Today my husband and I are San Francisco bound to celebrate three years of marriage! Happy Anniversary to the man of my dreams.
These three years have both flown by and stood still. I feel like It was just yesterday we were listening to music and talking on your sailboat and I still feel that same thrill when you hold my hand or lean over to kiss me. I am still captivated by your heart and the flip of your hair, except my love for you has grown exceedingly more since then. I remember a three hour conversation on the beach that first week we met when you said you want a marriage that is so tied together with love and bound by God that you won't be able to find where your wife ends and where you begin. How is it possible that I feel like we have already accomplished this in three short years? It seems like we have been married for a lifetime because we have grown and changed so much together and I can't remember my life without you. I cant remember the person I was before you and I am so thankful that I never have to again.
I have watched you become a man, husband and an amazing father all at the same time and you have amazed me. We have been through things some couples have never had to go through and I would do it a million times over again and every single time I would choose to run away with you... again and again and again. We learned lessons in those first few months that will help us exponentially in our journey through forever together. We learned to fight for each other and defend the love we have. We learned to love even the ugliest sides of each other. We learned that God always provides. We learned how to communicate amazingly and talk our way through some tough things. We learned how to always put each other and our little family first over anything else. We have learned that hardship builds strength and unity and that God always brings something good from it (and in our case he brought soooooo much good!!). You have shown me an entirely different side of God and his provision and love for us. You have shown me an entirely different side of love and its perseverance, kindness and patience.

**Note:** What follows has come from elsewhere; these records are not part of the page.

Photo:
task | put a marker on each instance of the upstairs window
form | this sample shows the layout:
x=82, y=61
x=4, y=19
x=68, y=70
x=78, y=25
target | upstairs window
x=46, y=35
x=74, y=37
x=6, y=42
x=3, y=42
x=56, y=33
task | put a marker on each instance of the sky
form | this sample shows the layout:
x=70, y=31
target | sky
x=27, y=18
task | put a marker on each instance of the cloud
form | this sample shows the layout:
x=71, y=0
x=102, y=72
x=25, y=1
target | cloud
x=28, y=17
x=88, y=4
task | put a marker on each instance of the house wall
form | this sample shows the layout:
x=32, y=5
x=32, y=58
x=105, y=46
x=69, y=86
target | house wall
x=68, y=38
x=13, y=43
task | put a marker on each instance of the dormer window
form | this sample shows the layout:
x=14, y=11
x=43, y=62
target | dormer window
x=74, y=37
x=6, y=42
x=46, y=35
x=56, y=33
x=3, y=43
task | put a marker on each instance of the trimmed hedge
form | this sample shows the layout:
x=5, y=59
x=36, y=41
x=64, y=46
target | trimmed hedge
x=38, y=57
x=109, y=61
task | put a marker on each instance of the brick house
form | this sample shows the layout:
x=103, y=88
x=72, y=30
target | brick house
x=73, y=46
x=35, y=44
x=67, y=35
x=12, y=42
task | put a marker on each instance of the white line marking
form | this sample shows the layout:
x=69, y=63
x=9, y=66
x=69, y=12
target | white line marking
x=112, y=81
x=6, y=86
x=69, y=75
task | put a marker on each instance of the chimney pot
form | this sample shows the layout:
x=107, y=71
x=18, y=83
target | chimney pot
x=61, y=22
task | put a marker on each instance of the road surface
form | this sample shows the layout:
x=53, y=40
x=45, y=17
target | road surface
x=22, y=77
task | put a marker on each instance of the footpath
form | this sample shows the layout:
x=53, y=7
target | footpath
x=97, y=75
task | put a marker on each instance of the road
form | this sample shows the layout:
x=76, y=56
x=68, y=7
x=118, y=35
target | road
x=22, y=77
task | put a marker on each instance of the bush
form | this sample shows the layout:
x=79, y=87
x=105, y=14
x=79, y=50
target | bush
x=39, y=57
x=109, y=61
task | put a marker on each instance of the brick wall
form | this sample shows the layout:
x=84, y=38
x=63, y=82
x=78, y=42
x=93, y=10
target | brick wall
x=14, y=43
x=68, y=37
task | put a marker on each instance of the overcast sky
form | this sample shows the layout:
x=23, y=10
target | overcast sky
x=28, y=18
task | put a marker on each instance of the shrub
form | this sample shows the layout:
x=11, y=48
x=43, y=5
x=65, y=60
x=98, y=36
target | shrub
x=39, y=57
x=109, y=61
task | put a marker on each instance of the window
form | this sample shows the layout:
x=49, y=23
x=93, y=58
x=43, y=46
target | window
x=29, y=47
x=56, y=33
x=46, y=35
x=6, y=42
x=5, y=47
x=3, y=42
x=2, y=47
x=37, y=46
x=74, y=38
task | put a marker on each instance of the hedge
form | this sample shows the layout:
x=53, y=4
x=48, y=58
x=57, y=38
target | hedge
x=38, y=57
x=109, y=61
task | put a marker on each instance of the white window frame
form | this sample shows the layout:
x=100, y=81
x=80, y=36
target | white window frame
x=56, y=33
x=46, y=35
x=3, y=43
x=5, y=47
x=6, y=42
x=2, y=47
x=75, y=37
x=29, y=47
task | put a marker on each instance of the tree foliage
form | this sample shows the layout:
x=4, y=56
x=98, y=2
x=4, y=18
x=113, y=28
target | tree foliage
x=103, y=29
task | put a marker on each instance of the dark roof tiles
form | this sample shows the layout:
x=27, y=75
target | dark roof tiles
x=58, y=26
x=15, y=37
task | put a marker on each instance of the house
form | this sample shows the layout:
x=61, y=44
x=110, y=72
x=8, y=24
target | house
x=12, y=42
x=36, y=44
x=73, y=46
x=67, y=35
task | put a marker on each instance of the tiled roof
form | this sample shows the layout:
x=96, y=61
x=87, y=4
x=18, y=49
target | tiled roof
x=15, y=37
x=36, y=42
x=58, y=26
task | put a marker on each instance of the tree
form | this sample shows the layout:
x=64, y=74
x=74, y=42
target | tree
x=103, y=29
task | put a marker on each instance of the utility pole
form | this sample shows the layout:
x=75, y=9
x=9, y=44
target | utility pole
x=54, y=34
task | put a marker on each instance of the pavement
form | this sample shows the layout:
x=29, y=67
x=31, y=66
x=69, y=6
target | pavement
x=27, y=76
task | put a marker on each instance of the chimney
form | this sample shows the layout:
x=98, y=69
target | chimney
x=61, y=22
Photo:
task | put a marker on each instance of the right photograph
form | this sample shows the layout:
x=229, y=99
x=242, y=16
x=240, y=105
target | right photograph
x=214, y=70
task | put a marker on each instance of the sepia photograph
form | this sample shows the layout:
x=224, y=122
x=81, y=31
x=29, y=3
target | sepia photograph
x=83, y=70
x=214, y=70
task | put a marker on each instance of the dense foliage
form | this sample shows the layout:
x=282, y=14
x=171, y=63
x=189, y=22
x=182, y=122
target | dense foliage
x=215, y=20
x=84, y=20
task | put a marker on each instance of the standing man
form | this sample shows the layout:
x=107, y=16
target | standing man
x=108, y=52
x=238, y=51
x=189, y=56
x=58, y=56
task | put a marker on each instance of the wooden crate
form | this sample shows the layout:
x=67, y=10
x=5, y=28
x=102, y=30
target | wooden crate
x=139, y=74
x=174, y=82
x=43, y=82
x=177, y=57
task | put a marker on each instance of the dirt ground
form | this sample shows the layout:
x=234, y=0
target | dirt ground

We've done so much in these three years. We've gone from living on your sailboat, to the extended stay, to that one bedroom [gas leak] apartment, to our little 3 bedroom town home, to this 5 bedroom house. We've traveled up the coast a few times to Santa Barbara and a few other coastal cites and now to San Francisco. We've been to Arizona, Nevada, to the mountains and the desert and every beach in California. Where you go, I will go and I'd follow you to a cardboard house or to a yert in the middle of nowhere. We've gotten three dogs, a bunny, a turtle and a fish. We've experienced the greatest joy in the world through having our baby girl together and have watched her grow more like each of us every day. We're in this together and I could not have dreamed a better person to travel through life with. You are my best friend, the love of my life and my partner in crime. You are my rock, my soft place to land, my shoulder to cry on and my most happy place. Thank you for everything you have given me and for loving me like you do. Happy Anniversary Bryan Thrane, I love you more than I could ever express.